Tonsillectomy and adenoidectomy has long been considered the standard of care for pediatric obstructive sleep apnea as well for sleep disorder breathing in patients with adenotonsillar hypertrophy [22]. Current assessment of tonsillar hypertrophy is made on a subjective basis describing tonsil size in a 2D perspective applying most commonly the Brodsky scale. This however, does not take into account the whole dimension of the tonsils or more importantly the overall volume it occupies in a three dimensional space. To this day the most common and accurate way of calculating tonsil volume is following surgical excision.

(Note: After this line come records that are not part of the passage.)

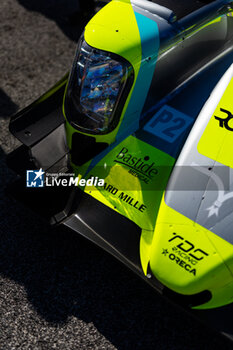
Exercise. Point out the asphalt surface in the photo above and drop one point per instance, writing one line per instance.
(58, 291)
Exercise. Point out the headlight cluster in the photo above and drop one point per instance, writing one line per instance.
(94, 98)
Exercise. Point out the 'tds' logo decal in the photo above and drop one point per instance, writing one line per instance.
(224, 122)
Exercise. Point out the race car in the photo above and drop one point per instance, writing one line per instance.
(142, 129)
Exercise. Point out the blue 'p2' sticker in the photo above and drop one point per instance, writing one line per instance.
(168, 124)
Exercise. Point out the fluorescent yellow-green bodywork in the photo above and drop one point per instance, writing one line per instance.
(186, 257)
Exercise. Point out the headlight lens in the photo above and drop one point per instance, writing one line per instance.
(93, 99)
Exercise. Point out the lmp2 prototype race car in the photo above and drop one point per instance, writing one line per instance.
(144, 123)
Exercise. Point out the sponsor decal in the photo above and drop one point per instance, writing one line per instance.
(224, 122)
(141, 167)
(184, 254)
(125, 198)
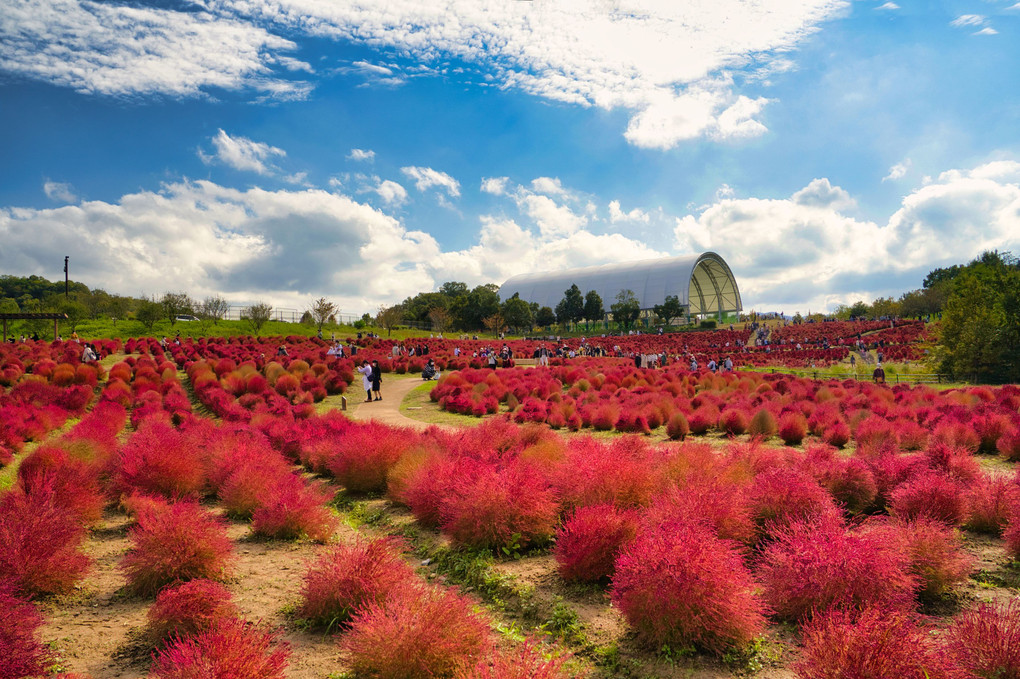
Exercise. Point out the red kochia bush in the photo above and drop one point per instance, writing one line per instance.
(985, 640)
(870, 644)
(678, 584)
(189, 609)
(39, 543)
(588, 543)
(182, 541)
(418, 632)
(21, 651)
(496, 508)
(230, 648)
(814, 566)
(931, 494)
(348, 577)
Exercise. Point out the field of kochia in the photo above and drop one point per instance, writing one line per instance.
(775, 525)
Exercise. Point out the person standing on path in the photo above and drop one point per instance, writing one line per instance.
(376, 379)
(366, 379)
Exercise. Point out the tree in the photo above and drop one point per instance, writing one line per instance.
(148, 313)
(517, 313)
(545, 317)
(321, 310)
(626, 310)
(571, 307)
(669, 309)
(594, 310)
(440, 318)
(389, 318)
(213, 308)
(175, 304)
(257, 315)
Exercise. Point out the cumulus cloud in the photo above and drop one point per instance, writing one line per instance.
(617, 215)
(128, 49)
(497, 186)
(361, 155)
(806, 252)
(671, 64)
(426, 177)
(243, 154)
(59, 191)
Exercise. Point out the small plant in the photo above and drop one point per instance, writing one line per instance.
(188, 609)
(348, 577)
(418, 632)
(230, 648)
(180, 542)
(679, 585)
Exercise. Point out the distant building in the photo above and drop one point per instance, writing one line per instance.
(703, 283)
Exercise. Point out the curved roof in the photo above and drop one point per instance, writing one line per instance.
(703, 281)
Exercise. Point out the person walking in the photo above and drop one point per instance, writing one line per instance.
(376, 380)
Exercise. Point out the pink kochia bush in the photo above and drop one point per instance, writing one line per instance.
(417, 632)
(21, 651)
(589, 541)
(815, 566)
(181, 541)
(985, 640)
(188, 609)
(871, 644)
(678, 584)
(348, 577)
(230, 648)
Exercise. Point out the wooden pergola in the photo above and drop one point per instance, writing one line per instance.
(19, 316)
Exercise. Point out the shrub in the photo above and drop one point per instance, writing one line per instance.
(871, 644)
(188, 609)
(512, 507)
(677, 427)
(985, 640)
(22, 651)
(417, 633)
(589, 541)
(930, 494)
(793, 428)
(39, 543)
(182, 541)
(294, 509)
(815, 566)
(230, 648)
(348, 577)
(680, 585)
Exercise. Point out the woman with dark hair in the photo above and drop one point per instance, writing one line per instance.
(376, 378)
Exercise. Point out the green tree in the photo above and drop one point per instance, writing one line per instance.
(148, 313)
(545, 317)
(257, 315)
(517, 313)
(626, 310)
(571, 307)
(594, 310)
(321, 309)
(669, 309)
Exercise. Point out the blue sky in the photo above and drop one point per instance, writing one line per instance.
(283, 150)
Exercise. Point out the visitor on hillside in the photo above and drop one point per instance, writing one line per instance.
(366, 379)
(376, 380)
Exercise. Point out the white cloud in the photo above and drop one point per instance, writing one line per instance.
(392, 193)
(617, 215)
(59, 191)
(426, 177)
(130, 49)
(497, 186)
(898, 171)
(361, 155)
(243, 154)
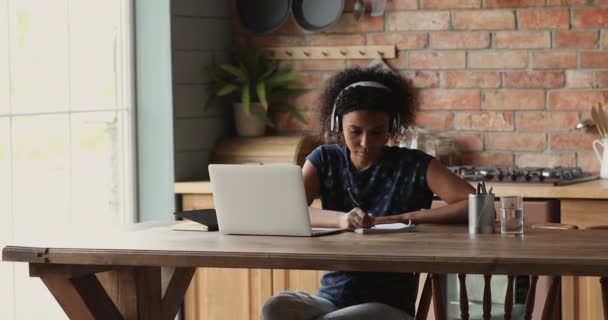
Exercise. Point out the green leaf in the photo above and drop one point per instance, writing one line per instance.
(238, 73)
(271, 69)
(262, 116)
(246, 99)
(226, 90)
(261, 91)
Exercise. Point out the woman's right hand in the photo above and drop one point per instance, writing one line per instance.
(356, 218)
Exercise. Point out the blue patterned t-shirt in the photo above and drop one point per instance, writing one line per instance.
(395, 184)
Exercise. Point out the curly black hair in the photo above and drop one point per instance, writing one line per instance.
(402, 98)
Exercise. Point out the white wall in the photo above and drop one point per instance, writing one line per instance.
(7, 302)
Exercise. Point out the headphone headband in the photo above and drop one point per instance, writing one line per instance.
(369, 84)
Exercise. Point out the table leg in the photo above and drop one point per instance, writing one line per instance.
(604, 283)
(82, 296)
(438, 296)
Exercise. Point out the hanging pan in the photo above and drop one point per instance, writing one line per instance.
(317, 15)
(263, 16)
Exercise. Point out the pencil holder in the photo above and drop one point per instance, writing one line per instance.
(481, 213)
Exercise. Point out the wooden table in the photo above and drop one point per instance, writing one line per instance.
(68, 265)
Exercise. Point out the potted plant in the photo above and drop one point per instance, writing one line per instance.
(252, 83)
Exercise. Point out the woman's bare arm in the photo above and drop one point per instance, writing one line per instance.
(356, 218)
(450, 188)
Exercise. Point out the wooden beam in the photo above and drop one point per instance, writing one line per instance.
(174, 296)
(68, 297)
(96, 298)
(66, 270)
(149, 292)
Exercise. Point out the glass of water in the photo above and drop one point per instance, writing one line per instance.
(511, 216)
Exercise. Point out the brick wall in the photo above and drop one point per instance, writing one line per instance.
(507, 79)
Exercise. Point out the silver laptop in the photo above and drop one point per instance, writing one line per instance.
(261, 200)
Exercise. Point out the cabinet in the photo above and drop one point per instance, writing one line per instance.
(581, 296)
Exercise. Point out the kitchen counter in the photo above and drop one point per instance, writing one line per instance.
(596, 189)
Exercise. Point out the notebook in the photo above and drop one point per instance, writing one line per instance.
(258, 199)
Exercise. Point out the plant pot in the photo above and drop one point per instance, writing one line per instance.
(248, 125)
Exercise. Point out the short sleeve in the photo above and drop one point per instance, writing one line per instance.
(316, 157)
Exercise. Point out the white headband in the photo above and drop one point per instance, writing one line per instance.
(372, 84)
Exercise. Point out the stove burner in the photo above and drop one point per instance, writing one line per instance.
(556, 176)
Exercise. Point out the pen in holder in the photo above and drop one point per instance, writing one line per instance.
(481, 212)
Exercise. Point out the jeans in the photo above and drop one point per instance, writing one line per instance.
(299, 305)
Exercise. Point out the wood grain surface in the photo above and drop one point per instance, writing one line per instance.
(435, 249)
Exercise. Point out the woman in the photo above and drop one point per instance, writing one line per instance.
(364, 182)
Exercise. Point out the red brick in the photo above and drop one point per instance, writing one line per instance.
(309, 80)
(543, 19)
(483, 19)
(396, 63)
(440, 99)
(403, 41)
(487, 158)
(320, 64)
(564, 59)
(498, 59)
(450, 4)
(408, 20)
(545, 160)
(451, 40)
(437, 60)
(466, 141)
(535, 79)
(576, 39)
(601, 79)
(348, 24)
(516, 141)
(401, 4)
(423, 79)
(588, 162)
(336, 40)
(480, 121)
(594, 59)
(576, 100)
(512, 3)
(590, 18)
(546, 121)
(567, 2)
(579, 79)
(522, 39)
(465, 79)
(278, 41)
(513, 100)
(572, 141)
(436, 120)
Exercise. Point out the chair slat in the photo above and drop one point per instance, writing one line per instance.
(438, 297)
(464, 298)
(487, 297)
(509, 297)
(531, 297)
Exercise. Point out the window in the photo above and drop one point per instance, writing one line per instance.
(66, 133)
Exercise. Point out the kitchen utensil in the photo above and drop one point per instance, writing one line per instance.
(378, 8)
(602, 157)
(263, 16)
(316, 15)
(358, 9)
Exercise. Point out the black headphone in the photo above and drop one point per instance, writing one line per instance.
(334, 120)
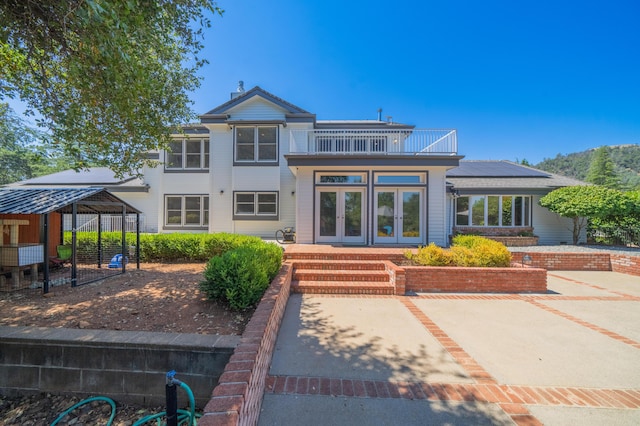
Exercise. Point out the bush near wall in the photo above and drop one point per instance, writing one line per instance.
(167, 248)
(466, 250)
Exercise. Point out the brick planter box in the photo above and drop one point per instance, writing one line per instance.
(436, 279)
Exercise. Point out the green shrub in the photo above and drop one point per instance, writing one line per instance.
(175, 247)
(431, 255)
(240, 276)
(466, 250)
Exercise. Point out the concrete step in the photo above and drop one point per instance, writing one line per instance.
(340, 275)
(342, 287)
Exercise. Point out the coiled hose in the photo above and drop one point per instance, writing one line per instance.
(188, 418)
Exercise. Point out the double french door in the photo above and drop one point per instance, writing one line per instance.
(340, 215)
(398, 216)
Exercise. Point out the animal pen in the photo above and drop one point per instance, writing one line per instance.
(37, 253)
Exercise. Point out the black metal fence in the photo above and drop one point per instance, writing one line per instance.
(614, 236)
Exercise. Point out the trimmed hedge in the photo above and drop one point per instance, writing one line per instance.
(163, 248)
(466, 250)
(240, 276)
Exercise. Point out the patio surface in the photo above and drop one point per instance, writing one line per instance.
(571, 356)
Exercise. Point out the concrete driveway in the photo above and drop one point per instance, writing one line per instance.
(571, 356)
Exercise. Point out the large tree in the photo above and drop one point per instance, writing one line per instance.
(108, 80)
(581, 203)
(602, 169)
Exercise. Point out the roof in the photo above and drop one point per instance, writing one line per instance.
(48, 200)
(257, 91)
(96, 176)
(501, 176)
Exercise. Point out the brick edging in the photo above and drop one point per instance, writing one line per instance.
(237, 398)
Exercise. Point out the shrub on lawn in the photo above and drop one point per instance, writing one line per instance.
(240, 276)
(466, 250)
(176, 247)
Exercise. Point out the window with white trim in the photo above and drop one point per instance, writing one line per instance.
(186, 211)
(256, 144)
(255, 205)
(493, 210)
(187, 154)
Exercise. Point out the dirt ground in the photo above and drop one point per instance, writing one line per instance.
(158, 297)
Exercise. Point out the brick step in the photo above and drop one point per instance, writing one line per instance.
(342, 287)
(340, 275)
(339, 264)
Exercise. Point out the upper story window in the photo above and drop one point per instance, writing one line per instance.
(256, 144)
(188, 154)
(493, 210)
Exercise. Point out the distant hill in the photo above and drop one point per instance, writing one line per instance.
(576, 165)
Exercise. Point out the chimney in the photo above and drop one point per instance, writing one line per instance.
(239, 91)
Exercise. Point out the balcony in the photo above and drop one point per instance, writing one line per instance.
(374, 142)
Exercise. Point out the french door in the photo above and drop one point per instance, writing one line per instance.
(340, 215)
(398, 216)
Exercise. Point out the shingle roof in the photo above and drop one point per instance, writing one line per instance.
(505, 176)
(61, 200)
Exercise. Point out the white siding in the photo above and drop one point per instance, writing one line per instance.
(256, 108)
(551, 228)
(304, 210)
(437, 208)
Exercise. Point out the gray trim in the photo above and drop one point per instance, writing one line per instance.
(214, 118)
(185, 170)
(372, 160)
(144, 188)
(254, 163)
(256, 91)
(254, 217)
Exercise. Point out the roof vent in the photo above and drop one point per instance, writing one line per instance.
(239, 91)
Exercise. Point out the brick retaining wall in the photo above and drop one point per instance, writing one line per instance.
(238, 397)
(475, 280)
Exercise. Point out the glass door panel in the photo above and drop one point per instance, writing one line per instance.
(340, 215)
(353, 214)
(328, 214)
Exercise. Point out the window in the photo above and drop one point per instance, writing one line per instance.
(492, 210)
(255, 205)
(187, 154)
(256, 144)
(187, 211)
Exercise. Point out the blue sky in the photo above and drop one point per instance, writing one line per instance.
(518, 80)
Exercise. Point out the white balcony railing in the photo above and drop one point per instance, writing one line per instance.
(345, 142)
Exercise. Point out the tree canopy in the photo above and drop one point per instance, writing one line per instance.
(602, 169)
(108, 80)
(581, 203)
(23, 155)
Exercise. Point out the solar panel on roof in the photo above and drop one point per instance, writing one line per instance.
(493, 169)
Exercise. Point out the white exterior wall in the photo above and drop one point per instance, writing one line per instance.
(304, 212)
(551, 228)
(437, 207)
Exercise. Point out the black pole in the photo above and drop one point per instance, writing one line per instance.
(171, 391)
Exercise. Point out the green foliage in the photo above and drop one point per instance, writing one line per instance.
(431, 255)
(466, 250)
(23, 155)
(168, 248)
(626, 160)
(601, 169)
(581, 203)
(109, 80)
(240, 276)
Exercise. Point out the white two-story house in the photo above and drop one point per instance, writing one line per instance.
(257, 163)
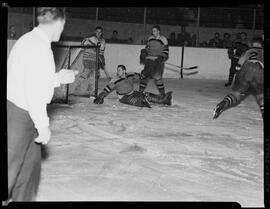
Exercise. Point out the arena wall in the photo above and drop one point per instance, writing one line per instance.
(212, 63)
(76, 27)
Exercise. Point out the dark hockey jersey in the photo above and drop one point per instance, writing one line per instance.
(90, 53)
(253, 55)
(238, 49)
(122, 86)
(157, 47)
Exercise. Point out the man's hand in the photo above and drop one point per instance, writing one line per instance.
(100, 98)
(67, 76)
(44, 135)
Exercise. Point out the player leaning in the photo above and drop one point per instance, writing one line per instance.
(123, 84)
(153, 57)
(249, 79)
(89, 55)
(238, 48)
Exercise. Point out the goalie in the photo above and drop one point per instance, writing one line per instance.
(249, 79)
(123, 83)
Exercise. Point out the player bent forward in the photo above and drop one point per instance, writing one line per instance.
(123, 83)
(249, 80)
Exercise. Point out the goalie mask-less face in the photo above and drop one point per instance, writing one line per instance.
(98, 33)
(121, 72)
(155, 32)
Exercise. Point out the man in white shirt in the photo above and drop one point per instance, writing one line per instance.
(31, 79)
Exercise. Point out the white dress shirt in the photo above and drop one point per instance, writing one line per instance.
(31, 76)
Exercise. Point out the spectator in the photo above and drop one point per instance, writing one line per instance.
(216, 42)
(183, 37)
(226, 42)
(12, 32)
(194, 40)
(31, 79)
(243, 38)
(172, 40)
(31, 26)
(130, 40)
(114, 38)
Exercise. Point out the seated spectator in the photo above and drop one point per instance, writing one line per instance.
(204, 44)
(12, 32)
(172, 41)
(130, 40)
(194, 40)
(226, 42)
(114, 38)
(183, 37)
(216, 42)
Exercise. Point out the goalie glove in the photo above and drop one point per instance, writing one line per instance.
(219, 109)
(100, 98)
(160, 59)
(238, 67)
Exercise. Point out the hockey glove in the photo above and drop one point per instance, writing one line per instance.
(219, 109)
(100, 98)
(238, 67)
(160, 59)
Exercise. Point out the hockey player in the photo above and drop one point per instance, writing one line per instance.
(249, 79)
(153, 57)
(123, 83)
(238, 48)
(89, 56)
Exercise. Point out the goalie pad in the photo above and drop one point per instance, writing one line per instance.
(136, 99)
(143, 56)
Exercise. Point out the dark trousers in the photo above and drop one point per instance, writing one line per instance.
(234, 62)
(24, 155)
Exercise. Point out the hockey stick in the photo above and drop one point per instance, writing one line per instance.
(184, 68)
(184, 73)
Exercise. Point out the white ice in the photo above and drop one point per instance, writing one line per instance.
(178, 153)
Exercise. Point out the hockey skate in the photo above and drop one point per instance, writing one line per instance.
(168, 98)
(160, 98)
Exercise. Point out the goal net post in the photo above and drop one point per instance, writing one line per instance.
(71, 57)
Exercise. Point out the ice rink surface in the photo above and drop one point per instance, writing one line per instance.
(117, 152)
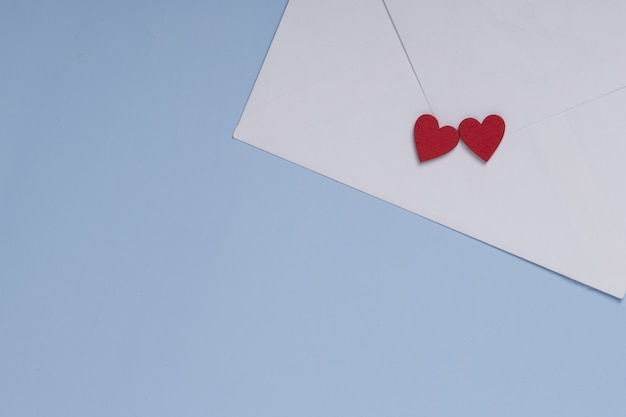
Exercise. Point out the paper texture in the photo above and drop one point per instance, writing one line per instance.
(344, 82)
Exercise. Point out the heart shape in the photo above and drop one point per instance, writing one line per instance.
(482, 138)
(431, 141)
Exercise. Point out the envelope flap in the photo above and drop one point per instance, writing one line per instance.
(523, 59)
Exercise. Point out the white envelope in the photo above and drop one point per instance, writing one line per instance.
(345, 80)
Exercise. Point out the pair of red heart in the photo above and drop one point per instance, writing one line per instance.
(483, 139)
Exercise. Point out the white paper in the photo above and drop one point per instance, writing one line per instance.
(338, 94)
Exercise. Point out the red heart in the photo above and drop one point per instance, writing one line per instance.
(431, 141)
(482, 138)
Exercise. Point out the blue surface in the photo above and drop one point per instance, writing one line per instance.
(152, 266)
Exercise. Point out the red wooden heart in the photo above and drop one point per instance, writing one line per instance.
(431, 141)
(482, 138)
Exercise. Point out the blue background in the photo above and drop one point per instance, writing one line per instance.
(153, 266)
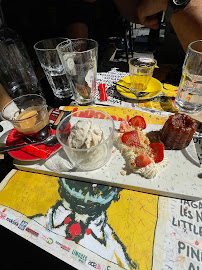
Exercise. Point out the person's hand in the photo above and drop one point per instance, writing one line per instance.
(147, 11)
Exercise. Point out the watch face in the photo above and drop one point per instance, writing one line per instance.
(179, 2)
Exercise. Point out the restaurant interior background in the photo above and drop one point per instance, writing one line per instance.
(36, 20)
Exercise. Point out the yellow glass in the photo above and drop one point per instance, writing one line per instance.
(141, 71)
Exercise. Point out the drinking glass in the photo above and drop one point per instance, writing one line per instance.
(189, 95)
(52, 66)
(141, 70)
(29, 115)
(79, 59)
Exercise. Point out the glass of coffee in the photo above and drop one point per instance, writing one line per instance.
(29, 115)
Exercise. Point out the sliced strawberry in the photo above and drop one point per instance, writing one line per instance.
(142, 161)
(158, 151)
(131, 138)
(125, 127)
(137, 121)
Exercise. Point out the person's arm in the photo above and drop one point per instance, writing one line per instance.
(187, 23)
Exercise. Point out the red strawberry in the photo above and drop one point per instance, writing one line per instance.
(131, 138)
(158, 151)
(142, 161)
(137, 121)
(125, 127)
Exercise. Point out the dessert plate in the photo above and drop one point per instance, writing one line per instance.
(14, 138)
(180, 179)
(154, 89)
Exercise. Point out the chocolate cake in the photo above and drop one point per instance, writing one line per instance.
(178, 131)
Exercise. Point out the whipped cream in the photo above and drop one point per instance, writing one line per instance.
(85, 134)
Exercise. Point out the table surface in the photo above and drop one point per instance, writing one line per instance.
(32, 255)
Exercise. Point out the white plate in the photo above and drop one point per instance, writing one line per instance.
(180, 179)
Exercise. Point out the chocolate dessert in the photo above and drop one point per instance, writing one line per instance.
(178, 131)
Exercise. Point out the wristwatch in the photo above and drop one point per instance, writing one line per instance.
(174, 6)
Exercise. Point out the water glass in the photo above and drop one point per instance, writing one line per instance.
(141, 70)
(80, 63)
(29, 115)
(52, 66)
(189, 95)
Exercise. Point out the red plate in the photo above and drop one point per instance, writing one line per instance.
(15, 137)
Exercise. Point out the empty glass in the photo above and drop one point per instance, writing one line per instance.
(52, 66)
(189, 95)
(79, 59)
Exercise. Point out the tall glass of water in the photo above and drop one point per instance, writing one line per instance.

Adenotonsillar hypertrophy is one of the major factors that can lead to OSA in pediatric patients. OSA is the result of upper airway collapse during sleep [23]. Various comorbidities have been associated with OSA when untreated including cardiovascular, neurocognitive and behavioral among others [24, 25]. Tonsillectomy and adenoidectomy is widely accepted as the first line of therapy for pediatric OSA. Most studies have shown poor association between tonsil size and objective OSA severity but most of these studies have used the 0- + 4 Brodsky classification, which does not take volume or the adjacent anatomy into consideration [18]. However studies that have used tonsil volume or magnetic resonance to assess the tonsil size have correlated adequately to OSA severity [26, 27].

3D volume estimation of tonsils in an in vivo manner has several advantages over current diagnostic methods, which are highly subjective. This is especially true in pediatric patients where physical examination may involve gagging the patient and having only an instant to make the assessment. This novel application offers an objective assessment of tonsillar volume while obtaining visualization of the base of tongue and adjacent structures. Earlier reports have either measured 2D features or carried out volume measurements on surgically removed specimens, with both modalities lacking the ability to gauge the entirety of the oropharynx. It has been suggested by Nolan et al. [18] that to achieve better correlation between the tonsils clinically would be easy if the method could capture the tonsils in a 3D volumetric framework. We have shown in this study the ability to capture a three dimensional view of the tonsils and the ability to calculate volume. This measurement of lateral dimensions, AOP and volume can provide an objective assessment of the level of airway compromise caused by the tonsils. The volumetric approach can also be applied for situations of OSA where tonsillar hypertrophy is not present providing important information for potential areas of obstruction [28]. More importantly calculating tonsillar volume opens the door to partial tonsillectomies in which energy must be delivered to the tonsillar tissue without extending into the adjacent structures [29, 30]. Knowing the tonsillar volume will allow to make energy calculations without difficulty. We are currently adapting our device to evaluate the adenoids to in the future obtain a more complete upper airway evaluation. More tests will need to be carried to validate this approach in vivo and most importantly if it correlates with OSA severity as established with polysomnography.

5. Conclusion

We demonstrated a hand held, portable oral camera that can accurately estimate tonsillar size, separation and volume in life-like models. This arrangement can be realized in a relatively simplified manner and has the potential to be made clinically translatable for pediatric and adult oropharyngeal imaging.

Acknowledgment

One of the authors AJD would like to thank Tata Center for Technology + Design at MIT for partial funding.